Kubernetes Costs and Efficiency Metrics
Vantage has two sets of tools for viewing and optimizing Kubernetes costs: viewing Kubernetes costs in Cost Reports and viewing Kubernetes efficiency metrics in the devoted Kubernetes page in the console.
- Kubernetes Cost Reports. Use Cost Reports to drill into costs by Cluster, Namespace, Service, and Label, as well as combine Kubernetes costs with other providers, such as a database or cache layer.
- Kubernetes Efficiency Metrics and Reports. Display the cost efficiency down to the pod level of a cluster. These metrics are useful for rightsizing and cost optimization. You can also create efficiency reports based on these metrics.
Kubernetes Cost Reports
Kubernetes Cost Reports provide cost visibility by Cluster, Label, Namespace, and Service. They include Kubernetes-specific filters and filter logic. You can combine specific Kubernetes costs with other services. In the below example, the filter includes the costs of a specific service with corresponding RDS database costs.
Cost Reports also provide forecasts. These forecasts are updated daily and provide confidence intervals for what your costs are likely to be for the month.
Cost Data Source
The costs displayed on these reports come from your integration with the Vantage Kubernetes agent. The agent calculates the cost of a running pod by analyzing the CPU, RAM, GPU, as well as storage usage and calculates the cost of each input based on the cost of the underlying infrastructure.
Vantage uses a formula to divide the cost of a compute instance into CPU, RAM, and GPU and then computes the cost for each type of resource. The cost calculation reflects the exact runtime of each pod, down to the minute. This means if a pod runs for only 5 minutes within an hour, Vantage recognizes only 5 minutes of spend, rather than the full hour. All the cost allocation calculations are done locally in your cluster and make this data available for querying.

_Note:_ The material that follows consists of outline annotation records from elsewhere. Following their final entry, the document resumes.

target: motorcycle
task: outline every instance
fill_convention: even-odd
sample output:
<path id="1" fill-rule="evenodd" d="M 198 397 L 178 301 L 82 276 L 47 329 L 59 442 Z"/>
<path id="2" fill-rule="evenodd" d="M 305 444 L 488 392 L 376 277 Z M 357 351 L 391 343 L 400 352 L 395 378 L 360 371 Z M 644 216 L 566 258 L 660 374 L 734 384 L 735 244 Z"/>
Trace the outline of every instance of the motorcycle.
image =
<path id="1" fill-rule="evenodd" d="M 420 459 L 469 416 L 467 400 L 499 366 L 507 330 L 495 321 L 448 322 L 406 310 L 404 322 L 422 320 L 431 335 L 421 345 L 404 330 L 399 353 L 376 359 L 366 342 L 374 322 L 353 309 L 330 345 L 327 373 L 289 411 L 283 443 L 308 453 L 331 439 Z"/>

Kubernetes costs are not included in monthly tracked infrastructure costs as they’re already captured from underlying EKS, GKE, or AKS costs.

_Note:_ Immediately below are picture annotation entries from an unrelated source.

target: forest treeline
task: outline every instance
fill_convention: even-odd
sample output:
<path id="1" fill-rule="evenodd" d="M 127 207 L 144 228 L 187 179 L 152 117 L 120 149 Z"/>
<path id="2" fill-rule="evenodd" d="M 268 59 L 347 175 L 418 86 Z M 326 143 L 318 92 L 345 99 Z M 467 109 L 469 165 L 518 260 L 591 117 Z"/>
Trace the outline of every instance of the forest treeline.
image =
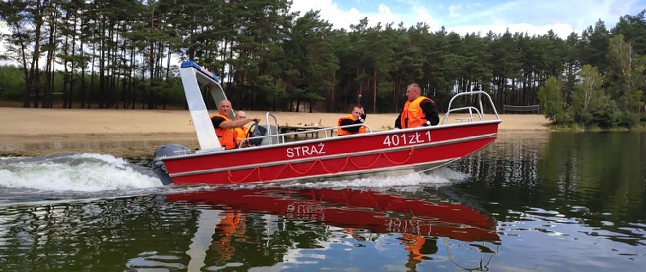
<path id="1" fill-rule="evenodd" d="M 183 106 L 179 59 L 221 75 L 234 107 L 249 110 L 342 112 L 360 103 L 397 112 L 415 82 L 441 110 L 456 92 L 483 90 L 499 110 L 541 104 L 554 122 L 630 126 L 646 101 L 645 11 L 564 39 L 552 31 L 369 26 L 367 19 L 334 29 L 318 12 L 290 12 L 287 0 L 0 3 L 10 30 L 0 57 L 18 64 L 0 67 L 0 96 L 25 107 Z M 599 113 L 612 121 L 589 117 Z"/>

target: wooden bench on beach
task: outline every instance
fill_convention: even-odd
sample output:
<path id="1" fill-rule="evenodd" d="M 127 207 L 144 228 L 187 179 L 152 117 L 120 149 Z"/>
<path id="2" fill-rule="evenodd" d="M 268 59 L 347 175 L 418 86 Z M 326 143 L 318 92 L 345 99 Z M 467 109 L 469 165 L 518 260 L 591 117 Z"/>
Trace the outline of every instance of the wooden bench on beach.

Kubernetes Efficiency Metrics and Reports
The below sections describe how to view and create Kubernetes Efficiency Metrics and Reports.
Discounts on Efficiency Reports
CPU/memory rates are based on the underlying instances the pod is scheduled on. In Kubernetes Efficiency Reports, this is the undiscounted rate of the instance. Discounts are not reflected on these reports due to the variable nature of how discounts are applied, making it difficult to make comparisons over time. You can view discounts on Kubernetes Cost Reports.
View Kubernetes Efficiency Metrics
- Navigate to the Kubernetes page in the Vantage console.
- On the left navigation menu, select an option to view connected Clusters, Namespaces, or Labels. Each view contains a graph as well as a table with the following headings:
- Name: The name of the Cluster, Namespace, or Label you’re viewing.
- Idle Costs: A dollar value representation of the number of resources requested that are idle.
- Total Costs: A dollar value representation of the total cost of the resources.
- Cost Efficiency: The ratio of idle costs and total costs.
- Filter a cluster's efficiency metrics by date or resource:
- From the top right of the graph, change the date range to see how costs have changed over time.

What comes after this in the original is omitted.